Overall, they will share €277 million of the total collected, compared with €181 million currently. Of this, the wind industry will receive €269.7 million. According to the commission, the main driver of this increase is the sector’s greater size.

“An estimated 2,814 mega watts (MW) of renewable generation, mostly wind, will be supported by the PSO next year. This is 694MW, or 33 per cent, more than the 2,120 MW supported in the current PSO period, hence driving up the levy,” the regulator states in a document detailing the increase.

Another factor is a fall in the wholesale cost of electricity that has resulted from the sharp drop in oil and natural gas prices. As this fell, it left the regulator with a larger gap to bridge between the market and guaranteed prices.

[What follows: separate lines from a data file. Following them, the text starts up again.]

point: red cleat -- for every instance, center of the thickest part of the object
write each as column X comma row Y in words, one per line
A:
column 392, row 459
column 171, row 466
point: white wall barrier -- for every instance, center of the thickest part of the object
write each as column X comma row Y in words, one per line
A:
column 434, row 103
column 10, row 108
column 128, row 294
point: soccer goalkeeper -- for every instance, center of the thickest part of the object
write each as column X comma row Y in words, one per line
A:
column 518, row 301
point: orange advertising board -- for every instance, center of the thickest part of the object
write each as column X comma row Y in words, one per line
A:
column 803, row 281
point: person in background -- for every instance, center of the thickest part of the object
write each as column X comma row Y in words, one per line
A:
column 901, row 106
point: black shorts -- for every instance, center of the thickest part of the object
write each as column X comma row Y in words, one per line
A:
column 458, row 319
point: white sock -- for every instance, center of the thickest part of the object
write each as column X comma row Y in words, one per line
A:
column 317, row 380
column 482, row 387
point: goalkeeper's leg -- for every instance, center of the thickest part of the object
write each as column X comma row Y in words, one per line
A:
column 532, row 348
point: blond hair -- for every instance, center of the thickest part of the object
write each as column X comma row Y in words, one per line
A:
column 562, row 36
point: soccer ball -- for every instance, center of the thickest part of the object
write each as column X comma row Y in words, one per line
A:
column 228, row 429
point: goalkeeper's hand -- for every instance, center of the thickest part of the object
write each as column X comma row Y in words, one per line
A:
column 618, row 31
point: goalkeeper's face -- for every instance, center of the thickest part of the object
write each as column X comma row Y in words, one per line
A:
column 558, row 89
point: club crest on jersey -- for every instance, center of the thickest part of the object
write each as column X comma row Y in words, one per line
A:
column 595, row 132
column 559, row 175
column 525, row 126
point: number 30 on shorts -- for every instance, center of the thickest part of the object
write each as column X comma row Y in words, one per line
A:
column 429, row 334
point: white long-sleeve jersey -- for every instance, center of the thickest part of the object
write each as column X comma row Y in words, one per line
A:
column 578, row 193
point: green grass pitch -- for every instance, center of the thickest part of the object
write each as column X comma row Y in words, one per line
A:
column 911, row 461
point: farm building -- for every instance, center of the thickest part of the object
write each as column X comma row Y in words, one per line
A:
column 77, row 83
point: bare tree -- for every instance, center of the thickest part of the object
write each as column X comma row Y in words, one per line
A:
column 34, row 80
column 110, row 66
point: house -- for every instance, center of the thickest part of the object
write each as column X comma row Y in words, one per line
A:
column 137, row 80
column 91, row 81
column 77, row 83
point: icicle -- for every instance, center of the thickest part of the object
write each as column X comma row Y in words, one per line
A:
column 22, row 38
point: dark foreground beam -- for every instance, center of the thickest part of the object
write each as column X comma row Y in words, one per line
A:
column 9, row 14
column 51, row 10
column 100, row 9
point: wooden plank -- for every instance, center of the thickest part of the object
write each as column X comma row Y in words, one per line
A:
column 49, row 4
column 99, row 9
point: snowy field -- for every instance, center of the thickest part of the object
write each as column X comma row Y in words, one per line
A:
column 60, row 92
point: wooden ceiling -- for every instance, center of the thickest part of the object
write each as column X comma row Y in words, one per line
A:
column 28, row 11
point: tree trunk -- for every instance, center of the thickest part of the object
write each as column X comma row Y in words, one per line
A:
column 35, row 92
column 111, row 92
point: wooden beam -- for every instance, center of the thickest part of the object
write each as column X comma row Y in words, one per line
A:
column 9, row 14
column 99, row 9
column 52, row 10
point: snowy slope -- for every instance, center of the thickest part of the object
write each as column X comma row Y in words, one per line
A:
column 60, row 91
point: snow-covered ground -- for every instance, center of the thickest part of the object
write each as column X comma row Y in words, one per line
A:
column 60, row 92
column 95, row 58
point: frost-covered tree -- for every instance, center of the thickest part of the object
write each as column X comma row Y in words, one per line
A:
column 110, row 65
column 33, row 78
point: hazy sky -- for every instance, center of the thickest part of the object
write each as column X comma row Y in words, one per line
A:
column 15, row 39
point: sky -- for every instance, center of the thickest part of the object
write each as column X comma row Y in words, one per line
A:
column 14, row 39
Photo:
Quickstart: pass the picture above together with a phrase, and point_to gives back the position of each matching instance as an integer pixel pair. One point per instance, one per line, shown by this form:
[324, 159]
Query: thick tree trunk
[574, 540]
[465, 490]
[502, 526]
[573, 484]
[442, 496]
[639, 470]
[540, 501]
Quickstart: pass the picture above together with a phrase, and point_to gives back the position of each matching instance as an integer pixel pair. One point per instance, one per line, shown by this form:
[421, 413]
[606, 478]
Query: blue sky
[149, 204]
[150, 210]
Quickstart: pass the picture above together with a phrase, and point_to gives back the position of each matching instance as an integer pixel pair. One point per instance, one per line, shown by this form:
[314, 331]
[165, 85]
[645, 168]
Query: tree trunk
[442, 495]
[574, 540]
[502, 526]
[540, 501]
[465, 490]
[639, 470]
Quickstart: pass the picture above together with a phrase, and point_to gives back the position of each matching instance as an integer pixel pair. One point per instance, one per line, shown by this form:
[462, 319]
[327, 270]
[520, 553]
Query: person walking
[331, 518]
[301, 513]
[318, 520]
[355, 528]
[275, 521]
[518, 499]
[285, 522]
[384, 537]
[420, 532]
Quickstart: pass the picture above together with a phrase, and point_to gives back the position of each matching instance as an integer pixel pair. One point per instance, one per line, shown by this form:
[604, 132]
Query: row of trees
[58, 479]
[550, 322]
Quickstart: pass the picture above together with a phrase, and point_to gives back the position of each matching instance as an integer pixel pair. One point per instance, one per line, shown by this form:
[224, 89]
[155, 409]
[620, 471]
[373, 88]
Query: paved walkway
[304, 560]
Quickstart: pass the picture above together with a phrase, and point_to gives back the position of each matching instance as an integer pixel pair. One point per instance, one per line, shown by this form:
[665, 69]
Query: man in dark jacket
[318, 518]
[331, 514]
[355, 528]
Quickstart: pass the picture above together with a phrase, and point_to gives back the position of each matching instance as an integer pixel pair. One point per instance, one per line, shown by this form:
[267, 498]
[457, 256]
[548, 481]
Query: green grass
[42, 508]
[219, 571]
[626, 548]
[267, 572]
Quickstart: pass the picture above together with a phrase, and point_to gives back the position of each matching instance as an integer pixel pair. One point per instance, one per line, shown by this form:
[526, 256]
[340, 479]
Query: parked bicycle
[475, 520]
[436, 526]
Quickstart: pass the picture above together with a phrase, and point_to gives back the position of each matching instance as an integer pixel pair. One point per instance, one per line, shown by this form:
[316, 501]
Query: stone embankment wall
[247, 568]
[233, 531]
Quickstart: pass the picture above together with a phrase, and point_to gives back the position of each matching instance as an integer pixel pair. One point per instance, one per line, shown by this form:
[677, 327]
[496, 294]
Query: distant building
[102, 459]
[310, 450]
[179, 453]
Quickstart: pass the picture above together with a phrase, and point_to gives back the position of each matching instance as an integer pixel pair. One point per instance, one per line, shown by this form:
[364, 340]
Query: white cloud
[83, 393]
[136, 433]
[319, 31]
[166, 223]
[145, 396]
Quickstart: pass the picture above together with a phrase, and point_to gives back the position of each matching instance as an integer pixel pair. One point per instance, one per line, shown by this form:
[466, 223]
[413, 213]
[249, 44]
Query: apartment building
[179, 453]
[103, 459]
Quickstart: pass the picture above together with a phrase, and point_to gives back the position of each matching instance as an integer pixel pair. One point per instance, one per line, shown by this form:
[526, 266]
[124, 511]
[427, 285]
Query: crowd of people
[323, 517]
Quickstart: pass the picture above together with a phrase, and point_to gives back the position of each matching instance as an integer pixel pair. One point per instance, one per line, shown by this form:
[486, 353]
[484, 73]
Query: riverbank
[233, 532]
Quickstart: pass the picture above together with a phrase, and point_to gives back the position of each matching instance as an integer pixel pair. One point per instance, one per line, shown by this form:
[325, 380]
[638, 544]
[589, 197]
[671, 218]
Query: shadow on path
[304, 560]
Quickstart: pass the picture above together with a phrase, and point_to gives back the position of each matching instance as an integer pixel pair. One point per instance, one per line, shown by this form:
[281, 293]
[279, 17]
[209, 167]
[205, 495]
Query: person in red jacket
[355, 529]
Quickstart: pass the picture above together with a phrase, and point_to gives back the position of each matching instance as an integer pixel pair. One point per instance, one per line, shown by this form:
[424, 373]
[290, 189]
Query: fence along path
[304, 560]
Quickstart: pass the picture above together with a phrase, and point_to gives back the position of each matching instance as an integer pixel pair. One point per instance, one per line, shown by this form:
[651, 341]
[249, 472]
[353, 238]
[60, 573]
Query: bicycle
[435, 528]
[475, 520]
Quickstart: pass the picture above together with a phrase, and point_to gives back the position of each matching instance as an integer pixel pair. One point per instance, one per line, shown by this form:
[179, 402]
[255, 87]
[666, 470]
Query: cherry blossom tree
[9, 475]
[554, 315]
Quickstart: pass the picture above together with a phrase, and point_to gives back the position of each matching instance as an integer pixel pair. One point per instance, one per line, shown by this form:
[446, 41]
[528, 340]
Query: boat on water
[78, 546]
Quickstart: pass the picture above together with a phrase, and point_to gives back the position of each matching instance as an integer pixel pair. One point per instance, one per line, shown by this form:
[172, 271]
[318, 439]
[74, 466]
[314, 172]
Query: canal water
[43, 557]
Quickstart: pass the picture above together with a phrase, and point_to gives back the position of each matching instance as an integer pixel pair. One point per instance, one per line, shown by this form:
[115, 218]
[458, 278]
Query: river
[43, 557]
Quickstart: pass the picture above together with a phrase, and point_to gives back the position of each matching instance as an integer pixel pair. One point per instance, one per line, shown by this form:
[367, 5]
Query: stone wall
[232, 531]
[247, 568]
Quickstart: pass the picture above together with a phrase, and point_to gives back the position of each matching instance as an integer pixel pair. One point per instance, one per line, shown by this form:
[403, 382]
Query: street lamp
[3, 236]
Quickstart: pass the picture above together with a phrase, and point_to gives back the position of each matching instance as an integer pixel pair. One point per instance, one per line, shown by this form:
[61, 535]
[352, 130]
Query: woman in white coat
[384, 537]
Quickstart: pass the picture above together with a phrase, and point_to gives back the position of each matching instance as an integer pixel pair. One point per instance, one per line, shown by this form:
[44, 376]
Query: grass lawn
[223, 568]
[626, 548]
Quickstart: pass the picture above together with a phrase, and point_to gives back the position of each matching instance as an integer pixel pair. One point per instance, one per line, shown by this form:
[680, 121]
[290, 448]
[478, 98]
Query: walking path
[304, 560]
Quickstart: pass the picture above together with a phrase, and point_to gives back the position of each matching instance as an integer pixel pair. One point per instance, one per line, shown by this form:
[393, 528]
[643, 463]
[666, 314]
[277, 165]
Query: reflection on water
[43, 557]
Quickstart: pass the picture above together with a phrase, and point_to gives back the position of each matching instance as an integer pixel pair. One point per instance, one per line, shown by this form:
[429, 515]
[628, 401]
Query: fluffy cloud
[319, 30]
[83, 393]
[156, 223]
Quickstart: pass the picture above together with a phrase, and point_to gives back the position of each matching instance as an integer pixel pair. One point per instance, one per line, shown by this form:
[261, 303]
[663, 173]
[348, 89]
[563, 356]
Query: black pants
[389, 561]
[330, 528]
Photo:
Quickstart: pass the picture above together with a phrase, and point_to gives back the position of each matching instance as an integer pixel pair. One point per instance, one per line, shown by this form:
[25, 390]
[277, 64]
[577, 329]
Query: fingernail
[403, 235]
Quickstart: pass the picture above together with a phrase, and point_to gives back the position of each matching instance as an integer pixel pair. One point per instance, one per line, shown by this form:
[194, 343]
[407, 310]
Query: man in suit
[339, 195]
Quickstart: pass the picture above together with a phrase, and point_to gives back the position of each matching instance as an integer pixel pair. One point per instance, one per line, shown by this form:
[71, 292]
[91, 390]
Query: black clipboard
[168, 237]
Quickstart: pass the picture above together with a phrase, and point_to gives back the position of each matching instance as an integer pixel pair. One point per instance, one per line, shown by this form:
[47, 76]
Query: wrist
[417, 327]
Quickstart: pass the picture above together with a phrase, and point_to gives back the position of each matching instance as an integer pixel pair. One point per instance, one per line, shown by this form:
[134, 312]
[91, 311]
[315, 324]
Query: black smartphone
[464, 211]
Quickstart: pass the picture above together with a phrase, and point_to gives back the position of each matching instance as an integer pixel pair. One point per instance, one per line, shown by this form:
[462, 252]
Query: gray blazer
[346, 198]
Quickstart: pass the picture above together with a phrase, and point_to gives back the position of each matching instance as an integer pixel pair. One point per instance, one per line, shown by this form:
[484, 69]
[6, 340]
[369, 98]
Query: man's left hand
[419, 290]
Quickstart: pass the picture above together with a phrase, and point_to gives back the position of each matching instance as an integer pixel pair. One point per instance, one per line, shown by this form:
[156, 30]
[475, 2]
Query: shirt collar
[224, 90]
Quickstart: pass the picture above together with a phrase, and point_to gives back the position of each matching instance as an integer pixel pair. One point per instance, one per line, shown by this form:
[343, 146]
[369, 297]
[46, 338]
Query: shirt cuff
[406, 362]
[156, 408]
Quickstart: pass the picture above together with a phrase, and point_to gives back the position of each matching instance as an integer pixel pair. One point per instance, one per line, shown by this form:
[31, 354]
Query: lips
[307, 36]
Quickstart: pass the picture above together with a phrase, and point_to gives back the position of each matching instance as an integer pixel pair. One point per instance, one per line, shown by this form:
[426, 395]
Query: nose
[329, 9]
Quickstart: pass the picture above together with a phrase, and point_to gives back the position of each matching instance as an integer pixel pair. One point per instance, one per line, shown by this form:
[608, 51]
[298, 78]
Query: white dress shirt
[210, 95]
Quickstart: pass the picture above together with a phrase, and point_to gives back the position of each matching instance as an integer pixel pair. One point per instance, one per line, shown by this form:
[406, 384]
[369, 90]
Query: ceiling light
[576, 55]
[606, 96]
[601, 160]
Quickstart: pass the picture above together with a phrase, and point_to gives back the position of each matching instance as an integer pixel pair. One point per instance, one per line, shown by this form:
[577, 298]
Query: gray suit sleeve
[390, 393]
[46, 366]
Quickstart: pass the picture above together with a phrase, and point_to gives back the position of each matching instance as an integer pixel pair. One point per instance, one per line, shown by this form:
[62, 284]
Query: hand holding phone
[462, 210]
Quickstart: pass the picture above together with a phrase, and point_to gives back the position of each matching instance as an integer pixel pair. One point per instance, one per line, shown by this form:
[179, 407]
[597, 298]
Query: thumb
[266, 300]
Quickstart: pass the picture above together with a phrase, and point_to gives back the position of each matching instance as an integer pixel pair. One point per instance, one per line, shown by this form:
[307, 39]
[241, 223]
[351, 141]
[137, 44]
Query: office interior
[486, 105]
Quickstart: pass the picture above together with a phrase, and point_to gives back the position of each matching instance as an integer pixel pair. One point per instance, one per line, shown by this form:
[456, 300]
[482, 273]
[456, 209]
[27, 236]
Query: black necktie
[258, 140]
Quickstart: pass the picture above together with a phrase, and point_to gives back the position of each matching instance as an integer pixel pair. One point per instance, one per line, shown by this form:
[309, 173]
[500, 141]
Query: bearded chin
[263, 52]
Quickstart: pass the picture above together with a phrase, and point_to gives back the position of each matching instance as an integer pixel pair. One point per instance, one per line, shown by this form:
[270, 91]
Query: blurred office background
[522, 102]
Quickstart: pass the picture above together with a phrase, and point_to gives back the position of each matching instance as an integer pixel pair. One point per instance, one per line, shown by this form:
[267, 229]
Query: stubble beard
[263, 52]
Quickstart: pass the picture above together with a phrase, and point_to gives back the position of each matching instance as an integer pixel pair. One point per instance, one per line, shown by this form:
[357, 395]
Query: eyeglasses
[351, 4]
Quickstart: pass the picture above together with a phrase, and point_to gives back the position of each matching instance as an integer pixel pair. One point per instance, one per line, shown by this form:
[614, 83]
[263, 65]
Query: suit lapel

The commission acknowledges that many of the parties that made submissions to it before it set the 2016/17 PSO pointed out that electricity prices in the Republic are already high and imposing an extra charge on businesses could hit their ability to create jobs.

They also argued that imposing the charge as a flat rate on households was a regressive tax as it increased the burden for those on low incomes and in arrears.

The commission’s response says that the PSO is Government policy, designed to promote renewable generation and indigenous fuels, and to support energy security. The regulator adds that it cannot abolish the charge.

“Furthermore, the CER does not have discretion regarding the magnitude of the PSO levy, as the CER calculates the PSO levy in accordance with the governing legislation,” it says.

“Consequently, any issues pertaining to PSO legislation, PSO policy and associated terms and conditions are a matter for Government policy and outside the remit of the CER.”